On Friday, the dollar ended its first weekly series of declines since the start of the Iran war as the impact of soaring oil prices on inflation prompted central banks to take a tougher stance, InvestingPro writes.
Hopes for an end to the fighting in the Persian Gulf region faded over the weekend as U.S. President Donald Trump threatened to strike Iran’s power grid and Tehran vowed to retaliate against its neighbors’ energy and water systems.
“The market assumption is that countries and economies that experience a positive supply shock from energy are likely to perform better than those that suffer a negative supply shock,” said Rodrigo Catril, currency strategist at National Australia Bank.
“So we see the euro and the yen experiencing difficulties. Again, if this conflict drags on, we can assume that these are the currencies that are likely to be hit the hardest.”

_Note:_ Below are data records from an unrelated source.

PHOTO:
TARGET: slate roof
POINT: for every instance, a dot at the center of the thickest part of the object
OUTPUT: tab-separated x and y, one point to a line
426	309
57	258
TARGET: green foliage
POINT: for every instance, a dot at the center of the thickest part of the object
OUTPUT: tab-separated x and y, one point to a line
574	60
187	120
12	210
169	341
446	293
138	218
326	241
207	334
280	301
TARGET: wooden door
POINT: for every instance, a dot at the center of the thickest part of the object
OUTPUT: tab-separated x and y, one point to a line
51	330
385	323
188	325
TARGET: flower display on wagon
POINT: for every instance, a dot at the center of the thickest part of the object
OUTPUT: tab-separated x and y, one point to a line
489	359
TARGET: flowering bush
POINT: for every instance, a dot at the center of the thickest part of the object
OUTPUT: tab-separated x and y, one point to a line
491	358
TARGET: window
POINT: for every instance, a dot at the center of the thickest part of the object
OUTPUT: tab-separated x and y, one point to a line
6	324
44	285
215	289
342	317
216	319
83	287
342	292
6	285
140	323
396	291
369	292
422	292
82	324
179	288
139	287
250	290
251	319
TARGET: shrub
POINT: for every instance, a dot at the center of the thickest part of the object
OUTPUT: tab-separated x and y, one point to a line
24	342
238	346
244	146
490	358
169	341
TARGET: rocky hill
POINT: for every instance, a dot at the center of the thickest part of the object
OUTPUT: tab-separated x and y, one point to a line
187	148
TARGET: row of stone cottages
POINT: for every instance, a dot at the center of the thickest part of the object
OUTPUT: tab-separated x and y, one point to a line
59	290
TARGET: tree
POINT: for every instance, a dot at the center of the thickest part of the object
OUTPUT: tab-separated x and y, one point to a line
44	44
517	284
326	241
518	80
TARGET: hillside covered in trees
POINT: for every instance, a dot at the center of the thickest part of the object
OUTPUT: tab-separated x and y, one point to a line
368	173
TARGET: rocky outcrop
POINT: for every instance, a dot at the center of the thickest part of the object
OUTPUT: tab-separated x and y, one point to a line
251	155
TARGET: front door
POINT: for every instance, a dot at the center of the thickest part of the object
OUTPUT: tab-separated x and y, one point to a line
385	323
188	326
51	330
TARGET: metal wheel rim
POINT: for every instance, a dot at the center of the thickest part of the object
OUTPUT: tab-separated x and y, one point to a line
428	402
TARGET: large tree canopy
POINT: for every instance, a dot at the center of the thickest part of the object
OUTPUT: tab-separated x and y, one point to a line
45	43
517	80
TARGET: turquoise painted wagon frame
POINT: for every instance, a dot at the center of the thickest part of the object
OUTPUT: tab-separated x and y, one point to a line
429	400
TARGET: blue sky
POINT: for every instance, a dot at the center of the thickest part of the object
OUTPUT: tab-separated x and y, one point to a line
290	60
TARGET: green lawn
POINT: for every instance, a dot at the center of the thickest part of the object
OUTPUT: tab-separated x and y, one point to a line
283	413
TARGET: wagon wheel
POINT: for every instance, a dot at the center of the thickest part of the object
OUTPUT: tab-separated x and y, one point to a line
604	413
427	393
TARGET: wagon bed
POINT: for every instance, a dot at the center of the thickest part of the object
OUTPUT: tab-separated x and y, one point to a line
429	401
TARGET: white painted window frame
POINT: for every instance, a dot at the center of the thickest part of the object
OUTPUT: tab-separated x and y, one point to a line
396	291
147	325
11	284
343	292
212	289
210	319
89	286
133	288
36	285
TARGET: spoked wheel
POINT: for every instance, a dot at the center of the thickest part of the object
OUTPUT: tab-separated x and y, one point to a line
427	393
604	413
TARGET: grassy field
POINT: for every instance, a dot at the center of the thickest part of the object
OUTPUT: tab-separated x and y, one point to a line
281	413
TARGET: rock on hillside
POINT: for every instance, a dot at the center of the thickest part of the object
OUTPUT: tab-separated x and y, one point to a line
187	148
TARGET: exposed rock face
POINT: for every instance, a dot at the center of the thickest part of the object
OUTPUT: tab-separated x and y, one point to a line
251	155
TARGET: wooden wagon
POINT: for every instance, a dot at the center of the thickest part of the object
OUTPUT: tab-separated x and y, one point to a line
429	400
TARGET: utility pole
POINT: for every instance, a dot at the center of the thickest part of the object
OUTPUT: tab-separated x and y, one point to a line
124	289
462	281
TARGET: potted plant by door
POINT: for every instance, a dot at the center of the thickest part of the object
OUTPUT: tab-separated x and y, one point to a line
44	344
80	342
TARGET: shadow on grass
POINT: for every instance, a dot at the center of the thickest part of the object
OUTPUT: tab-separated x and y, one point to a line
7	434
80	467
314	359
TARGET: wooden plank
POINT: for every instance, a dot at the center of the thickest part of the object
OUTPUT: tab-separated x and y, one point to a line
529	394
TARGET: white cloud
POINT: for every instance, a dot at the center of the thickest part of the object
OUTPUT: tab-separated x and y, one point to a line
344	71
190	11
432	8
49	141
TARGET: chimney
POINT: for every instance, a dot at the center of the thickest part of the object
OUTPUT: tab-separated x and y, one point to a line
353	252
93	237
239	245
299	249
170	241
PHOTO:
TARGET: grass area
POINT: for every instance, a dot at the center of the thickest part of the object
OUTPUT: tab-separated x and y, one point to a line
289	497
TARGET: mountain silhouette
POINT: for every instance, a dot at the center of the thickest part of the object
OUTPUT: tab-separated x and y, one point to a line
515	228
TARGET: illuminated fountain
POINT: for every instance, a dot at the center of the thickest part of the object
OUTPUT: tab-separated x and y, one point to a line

On Saturday night, Trump issued another threat against Iran, less than 24 hours after signaling that the U.S. may be considering winding down the conflict. Iran has vowed to retaliate against infrastructure in neighboring countries and said the shipping channel for oil in the Strait of Hormuz would remain closed.
The prospect of retaliatory strikes on civilian infrastructure in the region threatens the livelihoods of millions of people who depend on desalination plants for water supplies. Since early Sunday morning, air-raid sirens have sounded across Israel warning of approaching missiles from Iran.